# Python recap (Units 100-110)

Python is a very high-level programming language, which is why some call it a *scripting language* in contrast to "proper", heavy-weight programming languages like Java or C.
Python is not as fast as these languages, but it is just as powerful while making it much easier to write code in.
When **fast coding** is more important than **fast code**, Python is a good choice.
That's generally the case for data analysis, and increasingly so in computational linuistics, too.
This makes Python the ideal language for this course.

The rest of this notebook gives a quick summary of some Python basics (corresponding to units 100-105 of LIN 120).
Whereas the LIN 120 notebooks have detailed explanations in plain English, this summary is much more concise.
It is assumed that you have enough of a programming background to quickly pick up the core ideas from a few code snippets.
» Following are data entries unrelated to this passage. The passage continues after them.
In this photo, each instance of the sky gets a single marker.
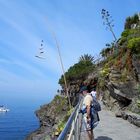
(78, 28)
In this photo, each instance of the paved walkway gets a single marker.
(111, 128)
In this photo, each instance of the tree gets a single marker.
(108, 22)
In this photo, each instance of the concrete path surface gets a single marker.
(111, 128)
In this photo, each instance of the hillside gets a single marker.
(116, 77)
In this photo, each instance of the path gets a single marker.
(112, 128)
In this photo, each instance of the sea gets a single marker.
(21, 120)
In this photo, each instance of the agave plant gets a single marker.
(86, 58)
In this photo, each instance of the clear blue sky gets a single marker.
(79, 30)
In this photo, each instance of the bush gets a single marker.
(134, 45)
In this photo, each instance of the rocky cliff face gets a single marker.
(51, 117)
(122, 92)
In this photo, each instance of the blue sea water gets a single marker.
(21, 119)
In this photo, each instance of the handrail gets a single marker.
(71, 125)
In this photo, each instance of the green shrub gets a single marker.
(134, 45)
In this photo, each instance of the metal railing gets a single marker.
(72, 128)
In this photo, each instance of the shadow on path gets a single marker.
(103, 138)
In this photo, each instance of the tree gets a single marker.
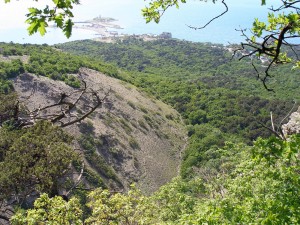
(60, 13)
(50, 211)
(33, 160)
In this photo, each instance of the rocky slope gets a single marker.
(131, 138)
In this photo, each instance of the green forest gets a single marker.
(233, 171)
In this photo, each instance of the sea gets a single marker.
(128, 14)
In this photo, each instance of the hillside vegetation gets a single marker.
(218, 96)
(233, 170)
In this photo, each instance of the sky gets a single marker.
(195, 13)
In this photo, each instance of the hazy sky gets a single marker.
(128, 12)
(13, 14)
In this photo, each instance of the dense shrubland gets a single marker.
(217, 95)
(226, 177)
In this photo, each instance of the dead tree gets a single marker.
(63, 111)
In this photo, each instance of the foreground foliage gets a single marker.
(259, 185)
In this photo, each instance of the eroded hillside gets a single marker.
(131, 138)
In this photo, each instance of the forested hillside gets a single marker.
(218, 96)
(233, 169)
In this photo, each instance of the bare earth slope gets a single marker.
(139, 138)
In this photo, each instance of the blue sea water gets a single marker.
(128, 13)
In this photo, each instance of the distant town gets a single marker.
(109, 31)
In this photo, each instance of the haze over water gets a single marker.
(128, 13)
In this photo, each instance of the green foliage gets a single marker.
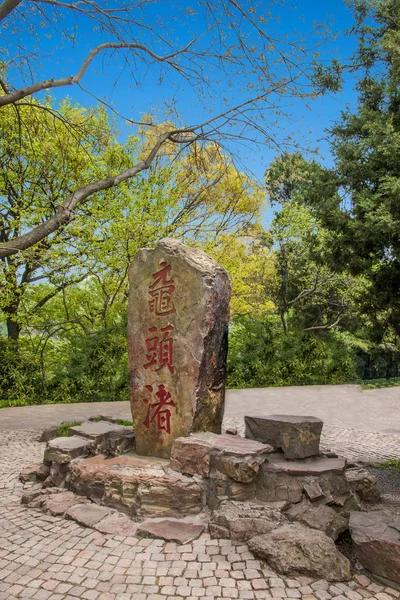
(63, 430)
(260, 356)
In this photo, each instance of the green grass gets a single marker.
(63, 430)
(373, 384)
(392, 465)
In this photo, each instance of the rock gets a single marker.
(363, 484)
(321, 517)
(48, 434)
(376, 540)
(116, 524)
(34, 472)
(138, 486)
(87, 514)
(310, 466)
(296, 436)
(191, 455)
(62, 450)
(295, 550)
(170, 531)
(109, 438)
(234, 456)
(177, 342)
(58, 504)
(242, 521)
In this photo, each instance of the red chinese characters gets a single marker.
(160, 349)
(159, 412)
(161, 291)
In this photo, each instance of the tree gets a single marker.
(233, 51)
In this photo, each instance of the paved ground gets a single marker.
(49, 558)
(358, 424)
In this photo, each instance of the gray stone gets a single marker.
(48, 434)
(63, 449)
(87, 514)
(170, 531)
(58, 504)
(177, 341)
(109, 438)
(234, 456)
(243, 520)
(141, 487)
(376, 540)
(296, 436)
(321, 517)
(363, 484)
(295, 550)
(116, 524)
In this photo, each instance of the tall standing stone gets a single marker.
(177, 337)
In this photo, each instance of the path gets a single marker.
(49, 558)
(358, 424)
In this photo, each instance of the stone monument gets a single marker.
(177, 342)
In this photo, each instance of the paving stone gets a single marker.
(170, 530)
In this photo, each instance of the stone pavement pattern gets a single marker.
(49, 558)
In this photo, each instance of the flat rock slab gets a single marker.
(311, 466)
(87, 514)
(138, 486)
(321, 517)
(178, 316)
(63, 449)
(170, 531)
(295, 550)
(116, 524)
(297, 436)
(241, 521)
(236, 457)
(376, 539)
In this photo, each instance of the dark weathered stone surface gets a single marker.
(242, 521)
(191, 455)
(234, 456)
(48, 434)
(34, 472)
(62, 450)
(363, 484)
(139, 486)
(376, 539)
(177, 336)
(295, 550)
(87, 514)
(116, 524)
(296, 436)
(320, 517)
(170, 531)
(109, 438)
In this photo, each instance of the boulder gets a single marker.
(87, 514)
(34, 472)
(296, 436)
(234, 456)
(109, 438)
(363, 484)
(376, 540)
(170, 531)
(242, 521)
(320, 517)
(178, 316)
(139, 486)
(63, 449)
(48, 434)
(295, 550)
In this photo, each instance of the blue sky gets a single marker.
(111, 82)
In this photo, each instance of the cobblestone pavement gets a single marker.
(49, 558)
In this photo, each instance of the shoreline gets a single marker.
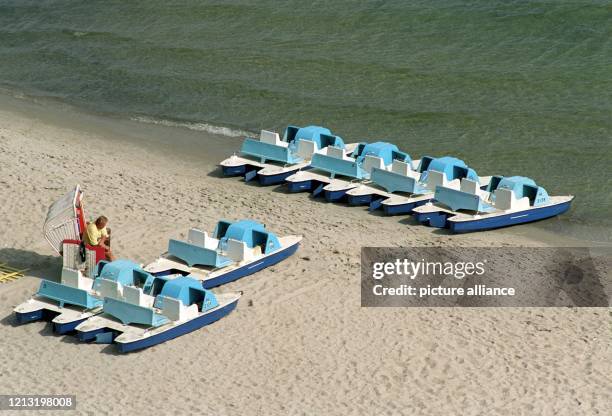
(299, 340)
(208, 149)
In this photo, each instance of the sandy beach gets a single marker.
(299, 341)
## `print`, `input`, and variables

In [None]:
print("Use print to show messages to the user")

In [None]:
print('Strings can also occur between single quotes')

In [None]:
print('But that\'s not a good idea for English because apostrophes have to be escaped')

In [None]:
print("That's much better!")
print("We'll always use double quotes for strings in this course.")

In [None]:
print("Let's get some input from the user")
# ask user for input and store it in variable user_input
# (note how comments start with #)
user_input = input()

print("Here's what you said:", user_input)

In [None]:
print("Enter a number!")
n = input()
print("I believe", n, "is the number you entered.")

Notice how Python automatically inserts a space between the arguments of `print`.

The `print` command above is a little clunky.
We can do better with **f-strings** (which is short for **format-strings**).
This is also known as string interpolation in other programming languages.

In [None]:
print("Enter a number!")
n = input()
print(f"I believe {n} is the number you entered.")
print(f"Without curly braces we only get n, not {n}.")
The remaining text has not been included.